Monte Carlo methods are widely used numerical algorithms based on random sampling. Here, we illustrate its usages in a few simple examples.
A classic example of Monte Carlo method is to estimate \(\pi\). Here, we show two different approaches.
In the first approach, we randomly sample many points evenly in a 2D square, ranging from (-1, 1) for both \(x\) and \(y\) coordinates. We compute the fraction of points in the circle of center (0,0) and radius 1. We know from geometry that this fraction \(P\) equals to the ratio of the area of the circle and the area of the square. Thus,
\[P = \frac{\pi r^2}{(2r)^2} = \frac{\pi}{4} \tag{1}.\] So, we can estimate \(\pi\) by
\[\pi = 4P \tag{2}.\]
Here is the implementation of the Monte Carlo method. (Q: think why it works)
mc_pi <- function(n){
rng_xy = matrix(runif(n = 2*n, min = -1, max = 1), ncol = 2)

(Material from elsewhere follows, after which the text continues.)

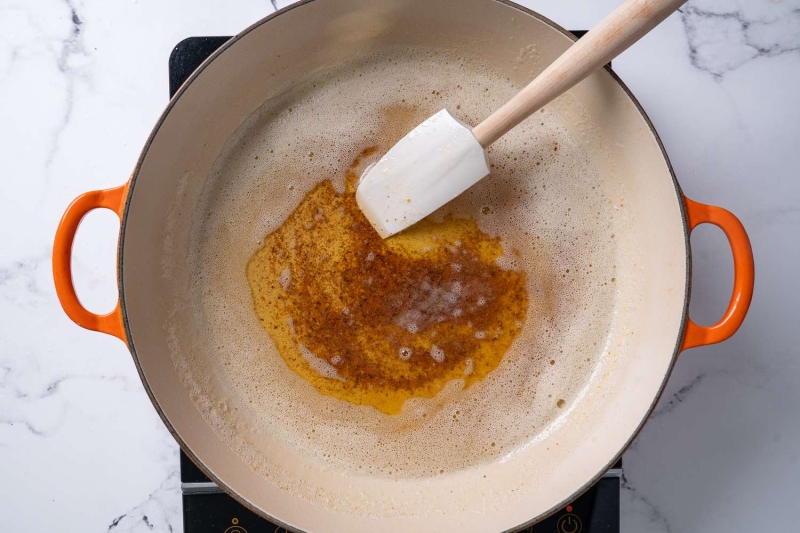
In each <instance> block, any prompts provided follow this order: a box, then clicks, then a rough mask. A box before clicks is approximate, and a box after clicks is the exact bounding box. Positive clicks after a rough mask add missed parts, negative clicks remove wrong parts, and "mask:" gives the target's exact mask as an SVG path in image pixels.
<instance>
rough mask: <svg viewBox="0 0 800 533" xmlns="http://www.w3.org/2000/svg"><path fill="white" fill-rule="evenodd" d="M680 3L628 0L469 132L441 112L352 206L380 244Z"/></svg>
mask: <svg viewBox="0 0 800 533" xmlns="http://www.w3.org/2000/svg"><path fill="white" fill-rule="evenodd" d="M684 2H686V0H627V1H626V2H625V3H624V4H622V5H621V6H620V7H618V8H617V9H616V10H615V11H613V12H612V13H611V14H610V15H608V16H607V17H606V18H605V19H603V20H602V21H601V22H600V23H599V24H598V25H597V26H595V27H594V28H593V29H592V30H591V31H590V32H589V33H587V34H586V35H584V36H583V38H582V39H581V40H579V41H577V42H576V43H575V44H573V45H572V46H571V47H570V48H569V49H568V50H567V51H566V52H564V53H563V54H562V55H561V56H560V57H559V58H558V59H556V60H555V61H554V62H553V63H552V64H551V65H550V66H549V67H547V68H546V69H545V70H544V71H543V72H542V73H541V74H539V76H537V77H536V78H535V79H534V80H533V81H532V82H531V83H529V84H528V85H527V86H526V87H525V88H524V89H522V90H521V91H520V92H519V93H517V94H516V95H515V96H514V97H513V98H512V99H511V100H509V101H508V102H506V103H505V104H504V105H503V106H502V107H500V108H499V109H498V110H496V111H495V112H494V113H492V114H491V115H489V116H488V117H487V118H486V119H485V120H484V121H483V122H481V123H480V124H478V125H477V126H475V127H474V128H470V126H468V125H467V124H465V123H463V122H461V121H460V120H458V119H456V118H455V117H454V116H453V115H451V114H450V112H449V111H447V109H442V110H441V111H439V112H438V113H436V114H435V115H433V116H432V117H430V118H428V119H427V120H425V121H424V122H423V123H422V124H420V125H419V126H417V127H416V128H414V129H413V130H412V131H411V132H410V133H408V135H406V136H405V137H403V138H402V139H401V140H400V141H399V142H398V143H397V144H396V145H394V146H393V147H392V148H391V149H390V150H389V151H388V152H387V153H386V155H384V156H383V158H381V159H380V161H378V162H377V163H376V164H375V165H374V166H372V167H371V168H370V169H368V170H367V172H366V173H365V175H364V176H362V178H361V181H360V183H359V185H358V188H357V190H356V200H357V201H358V205H359V207H360V208H361V210H362V211H363V213H364V215H365V216H366V217H367V219H368V220H369V221H370V223H371V224H372V226H373V227H374V228H375V229H376V230H377V232H378V233H379V234H380V235H381V237H383V238H386V237H389V236H391V235H394V234H395V233H397V232H400V231H402V230H404V229H405V228H407V227H409V226H411V225H412V224H414V223H416V222H418V221H420V220H421V219H423V218H424V217H426V216H427V215H429V214H431V213H432V212H434V211H435V210H437V209H438V208H440V207H441V206H443V205H444V204H446V203H447V202H449V201H450V200H452V199H453V198H455V197H456V196H458V195H459V194H461V193H462V192H464V191H466V190H467V189H468V188H470V187H471V186H473V185H474V184H475V183H477V182H478V181H480V180H481V179H483V178H484V177H485V176H487V175H488V174H489V163H488V159H487V156H486V152H485V150H486V148H487V147H488V146H490V145H491V144H492V143H493V142H495V141H496V140H497V139H499V138H500V137H502V136H503V135H505V134H506V133H508V131H509V130H511V129H512V128H513V127H514V126H516V125H517V124H519V123H520V122H522V121H523V120H525V119H526V118H527V117H529V116H530V115H531V114H532V113H534V112H535V111H537V110H539V109H541V108H542V107H543V106H544V105H546V104H547V103H548V102H550V101H551V100H553V99H554V98H556V97H557V96H559V95H560V94H562V93H563V92H565V91H567V90H569V89H570V88H571V87H573V86H574V85H575V84H577V83H578V82H580V81H581V80H583V79H584V78H586V77H587V76H589V75H590V74H591V73H592V72H594V71H595V70H597V69H600V68H602V66H603V65H605V64H606V63H608V62H609V61H611V60H612V59H613V58H615V57H616V56H617V55H619V54H620V53H622V52H623V51H624V50H626V49H627V48H628V47H629V46H630V45H632V44H633V43H635V42H636V41H638V40H639V39H640V38H641V37H642V36H643V35H645V34H646V33H647V32H649V31H650V30H651V29H653V28H654V27H656V26H657V25H658V24H659V23H661V21H663V20H664V19H665V18H667V16H669V15H670V14H671V13H672V12H673V11H675V10H676V9H678V8H679V7H680V6H681V5H683V4H684Z"/></svg>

incircle = apply(rng_xy, 1, function(xy) return(xy[1]**2 + xy[2]**2 <= 1))
return(sum(incircle)/n*4)
}
set.seed(1)
mc_pi(10^4)
## [1] 3.1224
When the total number of sampling \(n = 10^4\), the estimation slightly deviates from the actual value. We can write a script to systematically evaluate the estimation for a series of \(n\). (see how the function cumsum is used here)
mc_pi_sample <- function(n){
# n: number of points
rng_xy = matrix(runif(n = 2*n, min = -1, max = 1), ncol = 2)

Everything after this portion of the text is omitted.